WASHINGTON (AP) – Yemen’s Houthi rebels have detained another official of the long-closed United States (US) embassy there, bringing the number of local ex-US Embassy staffers in the rebel group’s custody to at least 11, according to accounts from Yemeni officials and others.

The Houthis a group that controls the capital, Sanaa, and much of Yemen’s north, took into custody a former press officer from the US embassy last week, according to a rights lawyer in Sanaa, Abdel-Majeed Sabra, and a family member of a detainee. The family member spoke on condition of anonymity because of the fear of reprisals.

Sabra said the former embassy press officer was being held in the Houthi-run Security and Intelligence Authority facility. It’s not known whether Houthis have charged the man or any other of the detainees from the US embassy staff, he said.

Sabra said the latest staffer was detained a month after the rebel group arrested his former deputy at the embassy. Houthi rebels brought the latest embassy staffer back to his home on Tuesday to search it, and took him away again.

The US State Department said in an email to The Associated Press this week that the US government was “unceasing” in efforts to secure the release of the local embassy staffers.

Washington shut down its embassy in Yemen, the Arabian Peninsula’s poorest nation, in 2015, as conflict fractured the country.

Armed Houthi fighters attend the funeral procession of rebel fighters. PHOTO: AP

Houthis had swept down from their base in the north the year before at a time of mounting political upheaval, seizing the capital and other territory. A military coalition led by Saudi Arabia entered the war in 2015.
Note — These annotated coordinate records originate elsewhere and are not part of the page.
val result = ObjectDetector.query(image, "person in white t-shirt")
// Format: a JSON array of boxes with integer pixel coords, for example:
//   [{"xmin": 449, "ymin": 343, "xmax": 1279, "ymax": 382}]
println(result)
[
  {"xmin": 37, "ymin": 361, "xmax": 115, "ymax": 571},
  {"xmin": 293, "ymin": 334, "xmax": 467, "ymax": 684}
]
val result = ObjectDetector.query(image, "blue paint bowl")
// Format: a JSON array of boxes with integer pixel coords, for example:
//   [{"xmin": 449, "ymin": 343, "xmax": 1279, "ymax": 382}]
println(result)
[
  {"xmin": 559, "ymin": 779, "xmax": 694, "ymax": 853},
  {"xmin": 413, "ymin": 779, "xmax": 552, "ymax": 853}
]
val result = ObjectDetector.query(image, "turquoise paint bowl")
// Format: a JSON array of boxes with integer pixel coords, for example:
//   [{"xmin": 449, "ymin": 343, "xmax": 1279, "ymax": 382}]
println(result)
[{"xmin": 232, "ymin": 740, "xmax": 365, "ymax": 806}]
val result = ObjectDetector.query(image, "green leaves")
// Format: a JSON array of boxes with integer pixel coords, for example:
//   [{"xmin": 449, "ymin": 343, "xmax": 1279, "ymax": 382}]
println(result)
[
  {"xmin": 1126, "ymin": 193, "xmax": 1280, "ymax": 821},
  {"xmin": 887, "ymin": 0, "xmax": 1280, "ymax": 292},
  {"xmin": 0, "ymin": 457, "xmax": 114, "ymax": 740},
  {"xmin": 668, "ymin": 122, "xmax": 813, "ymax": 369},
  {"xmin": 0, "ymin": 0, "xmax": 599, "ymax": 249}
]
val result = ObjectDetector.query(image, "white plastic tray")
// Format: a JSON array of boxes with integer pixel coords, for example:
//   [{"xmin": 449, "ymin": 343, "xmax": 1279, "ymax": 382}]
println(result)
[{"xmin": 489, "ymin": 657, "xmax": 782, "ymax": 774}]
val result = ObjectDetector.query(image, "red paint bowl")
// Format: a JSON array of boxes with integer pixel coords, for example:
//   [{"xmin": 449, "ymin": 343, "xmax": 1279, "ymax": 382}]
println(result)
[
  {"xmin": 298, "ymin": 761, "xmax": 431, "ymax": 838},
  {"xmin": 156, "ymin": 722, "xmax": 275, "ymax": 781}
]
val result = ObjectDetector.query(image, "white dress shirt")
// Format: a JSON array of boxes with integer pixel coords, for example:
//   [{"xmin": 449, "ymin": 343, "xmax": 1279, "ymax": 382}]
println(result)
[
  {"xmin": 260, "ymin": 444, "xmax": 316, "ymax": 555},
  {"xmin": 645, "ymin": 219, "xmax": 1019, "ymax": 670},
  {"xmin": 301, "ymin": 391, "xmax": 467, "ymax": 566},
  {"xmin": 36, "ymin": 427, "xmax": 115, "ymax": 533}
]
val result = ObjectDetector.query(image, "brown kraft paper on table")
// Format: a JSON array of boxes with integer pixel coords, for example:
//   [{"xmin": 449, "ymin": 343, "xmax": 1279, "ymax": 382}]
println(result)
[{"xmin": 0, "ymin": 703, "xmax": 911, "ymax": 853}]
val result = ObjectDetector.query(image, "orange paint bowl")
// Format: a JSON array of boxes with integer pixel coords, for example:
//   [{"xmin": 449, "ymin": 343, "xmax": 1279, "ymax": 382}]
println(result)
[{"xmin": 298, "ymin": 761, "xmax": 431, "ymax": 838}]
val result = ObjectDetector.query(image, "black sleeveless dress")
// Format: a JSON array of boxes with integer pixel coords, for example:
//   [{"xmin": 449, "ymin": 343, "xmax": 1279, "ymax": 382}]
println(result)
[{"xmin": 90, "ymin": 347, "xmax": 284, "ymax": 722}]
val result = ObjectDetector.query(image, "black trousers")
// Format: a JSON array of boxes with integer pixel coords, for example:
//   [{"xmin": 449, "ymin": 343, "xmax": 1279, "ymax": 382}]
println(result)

Houthis have rebuffed repeated attempts by the Biden administration to get them into peace talks, and accuse the US of supporting the coalition.

Houthis seized the headquarters of the US Embassy last October. They detained dozens of former staffers, many of whom were later released.

With the latest detention, at least 11 staffers from the closed embassy remain in Houthi custody, however, according to a security official and a family member of the detainees.

The official spoke on condition of anonymity because he was not authorised to speak publicly, and the family member for fear of reprisal. United Nations (UN) agencies

confirmed late last year that the Houthis also had arrested two of their employees in Sanaa in early November. UNESCO and the UN human rights office said no legal grounds were given for their detention.

Both sides in the war in the past have used detainees as leverage in negotiations, including prisoner swaps.

The new detention comes as the Biden administration is considering redesignating the Houthis or individual Houthi leaders as terrorists, a step that carries harsh US government penalties for those doing business with them.